Have benchmark-hitting algorithms such as VWAP had their day? While more sophisticated, liquidity-seeking strategies might seem more suited to today’s unpredictable trading environment, responses to theTRADEnews.com’s March poll tell a different story. Asked whether they would be cutting their usage of benchmark algorithms this year compared with 2008, a majority of traders said they will use benchmark algorithms less this year, but a significant minority – 46% – said they would not.
One explanation for this split is the differing execution priorities of various types of fund. Execution strategy can come down to the resources available: if you don’t have the time to take an active approach and use advanced liquidity seeking algorithms, you can at least leave certain orders to benchmark algorithms to deliver predictable results.
“These approaches are not right or wrong – it often depends on the type of operation: how much time traders have to spend on orders, how many orders are on the pad, whether they are dealing programmes or single stocks,” says Chris Andrew, head of product for J.P. Morgan’s
Electronic Client Solutions division, EMEA.
Benchmark algorithms are also better suited to certain types of investment strategy. “There clearly is still demand for VWAP strategies,” says Paul Squires, head of trading at buy-side firm AXA Investment Managers UK. “It very much depends on the sort of fund manager you are trading for.” For example, Squires suggests that a low-touch, high-frequency quantitative firm may be happy leaving orders running in a VWAP algorithm. However, firms looking to add value on difficult trades, such as large orders, need a more sophisticated approach. “Most of our activity is for fund managers who are taking a long-term view based on fundamental research, which puts us into a very different category,” he says. “If you are trying to buy 2% of a listed company you are not going to get very far simply putting it into a VWAP algorithm.”
While current volatile conditions and the availability of more sophisticated strategies suggest that benchmark algorithms should not continue to enjoy such strong support in 2009, users are customising and tweaking them, which is helping to extend their
“Traders are using VWAP in a more assertive manner,” says Scott Bradley, head of sales for J.P. Morgan’s Electronic Client Solutions division, EMEA. “We are seeing a greater use of limits on VWAP orders, both in terms of price and percentage of volume constraints.
If you add user defined constraints and take control over certain parameters such as price and overall percentage participation it can help to minimise concerns surrounding benchmark deviation, particularly during volatile market conditions.”

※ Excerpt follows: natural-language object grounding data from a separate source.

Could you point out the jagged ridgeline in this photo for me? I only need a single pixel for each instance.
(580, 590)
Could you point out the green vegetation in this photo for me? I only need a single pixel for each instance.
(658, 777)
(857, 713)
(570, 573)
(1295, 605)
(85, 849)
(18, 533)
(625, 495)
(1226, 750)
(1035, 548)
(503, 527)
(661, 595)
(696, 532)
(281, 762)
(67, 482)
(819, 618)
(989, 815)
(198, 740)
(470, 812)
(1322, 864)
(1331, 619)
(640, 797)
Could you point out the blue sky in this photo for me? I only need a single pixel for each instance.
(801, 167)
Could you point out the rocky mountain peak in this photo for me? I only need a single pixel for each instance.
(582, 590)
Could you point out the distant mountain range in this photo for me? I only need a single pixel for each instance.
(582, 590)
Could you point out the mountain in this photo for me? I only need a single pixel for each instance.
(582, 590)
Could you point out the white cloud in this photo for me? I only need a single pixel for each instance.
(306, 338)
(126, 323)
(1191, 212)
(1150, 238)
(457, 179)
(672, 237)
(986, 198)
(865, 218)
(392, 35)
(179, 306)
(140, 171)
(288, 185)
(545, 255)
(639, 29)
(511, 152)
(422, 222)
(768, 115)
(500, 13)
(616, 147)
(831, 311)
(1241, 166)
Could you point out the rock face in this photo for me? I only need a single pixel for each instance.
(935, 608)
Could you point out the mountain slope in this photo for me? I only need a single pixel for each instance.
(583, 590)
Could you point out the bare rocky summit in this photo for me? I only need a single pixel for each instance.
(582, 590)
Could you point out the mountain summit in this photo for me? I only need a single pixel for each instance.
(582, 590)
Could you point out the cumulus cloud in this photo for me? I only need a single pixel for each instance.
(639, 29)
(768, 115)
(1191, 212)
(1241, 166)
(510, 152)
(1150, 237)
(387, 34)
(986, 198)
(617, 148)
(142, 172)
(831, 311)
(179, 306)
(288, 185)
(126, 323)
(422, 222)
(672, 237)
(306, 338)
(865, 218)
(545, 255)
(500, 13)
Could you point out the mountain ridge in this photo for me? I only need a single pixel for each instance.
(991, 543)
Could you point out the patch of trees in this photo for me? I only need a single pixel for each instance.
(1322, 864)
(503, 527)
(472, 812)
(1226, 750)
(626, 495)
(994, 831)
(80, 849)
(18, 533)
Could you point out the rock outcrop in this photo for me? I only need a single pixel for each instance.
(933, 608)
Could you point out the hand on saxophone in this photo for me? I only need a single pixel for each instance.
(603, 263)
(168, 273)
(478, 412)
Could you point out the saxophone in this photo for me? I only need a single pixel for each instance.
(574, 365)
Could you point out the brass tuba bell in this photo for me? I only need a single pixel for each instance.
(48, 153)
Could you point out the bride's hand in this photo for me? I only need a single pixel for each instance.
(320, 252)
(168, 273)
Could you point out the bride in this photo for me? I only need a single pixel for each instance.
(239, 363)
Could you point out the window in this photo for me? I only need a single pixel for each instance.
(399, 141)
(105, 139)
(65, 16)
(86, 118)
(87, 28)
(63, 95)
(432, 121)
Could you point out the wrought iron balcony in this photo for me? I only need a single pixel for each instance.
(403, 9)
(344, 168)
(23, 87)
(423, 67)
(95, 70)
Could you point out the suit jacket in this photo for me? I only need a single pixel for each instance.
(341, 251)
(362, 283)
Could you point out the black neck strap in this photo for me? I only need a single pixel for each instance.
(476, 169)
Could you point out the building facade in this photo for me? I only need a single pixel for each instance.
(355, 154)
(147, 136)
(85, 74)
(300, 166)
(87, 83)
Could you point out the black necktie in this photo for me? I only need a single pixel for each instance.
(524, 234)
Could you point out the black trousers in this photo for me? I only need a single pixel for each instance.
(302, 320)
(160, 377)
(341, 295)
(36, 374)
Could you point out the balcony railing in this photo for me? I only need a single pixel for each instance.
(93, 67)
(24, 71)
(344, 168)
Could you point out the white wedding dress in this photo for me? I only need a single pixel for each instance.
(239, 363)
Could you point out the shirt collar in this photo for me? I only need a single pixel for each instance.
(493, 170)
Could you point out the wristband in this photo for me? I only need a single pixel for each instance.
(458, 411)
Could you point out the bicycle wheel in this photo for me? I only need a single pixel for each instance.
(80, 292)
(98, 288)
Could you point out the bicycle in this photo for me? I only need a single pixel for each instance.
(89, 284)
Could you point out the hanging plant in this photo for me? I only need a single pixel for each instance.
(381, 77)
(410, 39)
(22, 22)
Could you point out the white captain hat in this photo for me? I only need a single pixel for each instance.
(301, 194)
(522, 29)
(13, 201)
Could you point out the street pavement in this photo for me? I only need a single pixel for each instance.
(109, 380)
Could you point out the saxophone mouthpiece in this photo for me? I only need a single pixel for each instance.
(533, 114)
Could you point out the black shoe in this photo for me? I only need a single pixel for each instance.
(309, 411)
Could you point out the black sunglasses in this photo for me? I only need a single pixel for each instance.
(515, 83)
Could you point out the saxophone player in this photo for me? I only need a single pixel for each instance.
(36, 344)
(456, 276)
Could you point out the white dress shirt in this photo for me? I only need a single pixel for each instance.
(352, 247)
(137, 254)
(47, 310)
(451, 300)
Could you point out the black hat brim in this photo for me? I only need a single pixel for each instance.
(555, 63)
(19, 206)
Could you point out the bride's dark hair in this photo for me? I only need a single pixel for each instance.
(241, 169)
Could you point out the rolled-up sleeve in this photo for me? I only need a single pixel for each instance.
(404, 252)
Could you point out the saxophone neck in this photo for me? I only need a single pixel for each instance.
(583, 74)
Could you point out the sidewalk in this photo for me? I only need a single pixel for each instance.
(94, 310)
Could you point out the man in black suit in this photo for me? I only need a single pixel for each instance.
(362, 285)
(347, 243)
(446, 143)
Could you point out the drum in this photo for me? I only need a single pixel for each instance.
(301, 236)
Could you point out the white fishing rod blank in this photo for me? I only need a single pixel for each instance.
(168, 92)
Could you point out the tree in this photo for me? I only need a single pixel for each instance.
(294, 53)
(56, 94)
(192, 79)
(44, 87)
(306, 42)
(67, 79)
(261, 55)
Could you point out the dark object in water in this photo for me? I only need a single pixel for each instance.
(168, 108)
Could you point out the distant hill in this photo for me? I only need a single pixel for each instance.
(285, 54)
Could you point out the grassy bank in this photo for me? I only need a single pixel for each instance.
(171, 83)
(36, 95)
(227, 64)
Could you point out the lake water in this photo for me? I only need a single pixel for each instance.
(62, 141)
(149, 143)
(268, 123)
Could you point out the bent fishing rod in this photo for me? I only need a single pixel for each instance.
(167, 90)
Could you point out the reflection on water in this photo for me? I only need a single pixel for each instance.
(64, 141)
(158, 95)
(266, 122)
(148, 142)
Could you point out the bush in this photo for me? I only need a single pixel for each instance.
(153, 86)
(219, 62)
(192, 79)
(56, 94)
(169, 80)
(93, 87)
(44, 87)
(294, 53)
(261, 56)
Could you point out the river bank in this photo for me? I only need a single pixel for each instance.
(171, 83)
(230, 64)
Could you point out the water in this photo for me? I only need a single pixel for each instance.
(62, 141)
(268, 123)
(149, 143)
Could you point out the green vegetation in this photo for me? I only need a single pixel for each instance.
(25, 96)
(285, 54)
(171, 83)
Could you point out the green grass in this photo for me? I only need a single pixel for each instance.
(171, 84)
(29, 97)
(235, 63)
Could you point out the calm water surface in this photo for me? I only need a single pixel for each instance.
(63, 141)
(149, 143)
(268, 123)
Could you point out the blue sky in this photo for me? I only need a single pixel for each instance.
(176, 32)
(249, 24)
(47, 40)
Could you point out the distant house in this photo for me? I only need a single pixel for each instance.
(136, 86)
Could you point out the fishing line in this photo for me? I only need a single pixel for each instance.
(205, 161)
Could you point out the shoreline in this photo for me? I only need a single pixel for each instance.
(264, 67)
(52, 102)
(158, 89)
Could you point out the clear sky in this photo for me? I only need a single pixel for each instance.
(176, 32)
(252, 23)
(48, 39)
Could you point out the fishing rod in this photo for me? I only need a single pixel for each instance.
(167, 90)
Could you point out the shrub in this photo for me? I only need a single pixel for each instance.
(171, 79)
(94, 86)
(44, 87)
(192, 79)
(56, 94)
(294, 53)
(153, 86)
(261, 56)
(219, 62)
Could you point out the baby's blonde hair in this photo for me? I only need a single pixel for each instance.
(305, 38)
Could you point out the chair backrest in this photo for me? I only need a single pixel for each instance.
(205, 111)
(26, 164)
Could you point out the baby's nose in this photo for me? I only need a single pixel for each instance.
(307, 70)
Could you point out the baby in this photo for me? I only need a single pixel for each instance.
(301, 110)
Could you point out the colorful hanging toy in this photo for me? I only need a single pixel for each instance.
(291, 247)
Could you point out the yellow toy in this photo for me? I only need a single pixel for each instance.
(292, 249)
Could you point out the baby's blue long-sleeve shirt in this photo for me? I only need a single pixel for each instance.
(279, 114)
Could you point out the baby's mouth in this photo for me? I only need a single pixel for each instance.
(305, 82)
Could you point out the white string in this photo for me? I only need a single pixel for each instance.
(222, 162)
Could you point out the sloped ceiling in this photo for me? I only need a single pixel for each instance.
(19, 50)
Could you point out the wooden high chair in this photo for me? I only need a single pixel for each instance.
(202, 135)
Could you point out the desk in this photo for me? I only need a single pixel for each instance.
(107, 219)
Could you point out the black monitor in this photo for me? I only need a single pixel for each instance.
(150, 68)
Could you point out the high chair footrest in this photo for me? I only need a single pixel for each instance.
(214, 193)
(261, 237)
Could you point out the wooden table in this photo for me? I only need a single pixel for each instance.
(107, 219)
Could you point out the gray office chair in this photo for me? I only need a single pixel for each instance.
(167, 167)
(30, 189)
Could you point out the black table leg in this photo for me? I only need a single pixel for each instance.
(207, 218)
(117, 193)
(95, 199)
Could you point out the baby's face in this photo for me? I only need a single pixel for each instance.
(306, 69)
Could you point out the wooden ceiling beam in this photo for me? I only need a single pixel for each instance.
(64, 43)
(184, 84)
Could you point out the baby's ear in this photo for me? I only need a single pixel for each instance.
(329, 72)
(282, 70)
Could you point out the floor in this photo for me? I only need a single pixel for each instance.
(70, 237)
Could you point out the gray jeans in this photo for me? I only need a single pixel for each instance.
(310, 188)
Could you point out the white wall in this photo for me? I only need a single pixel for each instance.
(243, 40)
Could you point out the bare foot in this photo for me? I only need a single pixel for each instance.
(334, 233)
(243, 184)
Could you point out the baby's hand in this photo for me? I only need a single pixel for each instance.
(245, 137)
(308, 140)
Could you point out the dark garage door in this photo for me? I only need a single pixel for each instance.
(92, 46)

“We are seeing more people using algorithm features such as ‘get it done’ or ‘would if I could’ prices – essentially having their cake and eating it,” adds Andrew. “If the market doesn’t come within their strike area they are happy with a more vanilla execution, but if the market suddenly comes into their range they can be very aggressive and seek out liquidity instantly without having to monitor the order too closely.”
As traders look to combine strategies to get the best results in unfamiliar trading conditions, they are fusing benchmark algos with other trading tools. Some brokers, for example, now add order-routing and liquidity-seeking functionality to their suite of benchmark strategies to allow them to execute more effectively in fragmented markets.
Despite the emergence of newer, more complex algorithms, and the waning popularity of VWAP as a benchmark, VWAP algorithms are likely to remain a core part of traders’ toolkits for some time to come. “Regardless of how the industry comes to view the benchmark itself, there will always be a demand for simple, predictable, over-the-day execution mechanisms. VWAP algorithms do this very well,” says Andrew at J.P. Morgan. “Even for more complex tasks like program trading, they are indispensable as simple but powerful tools that allow the coordinated execution of a portfolio.”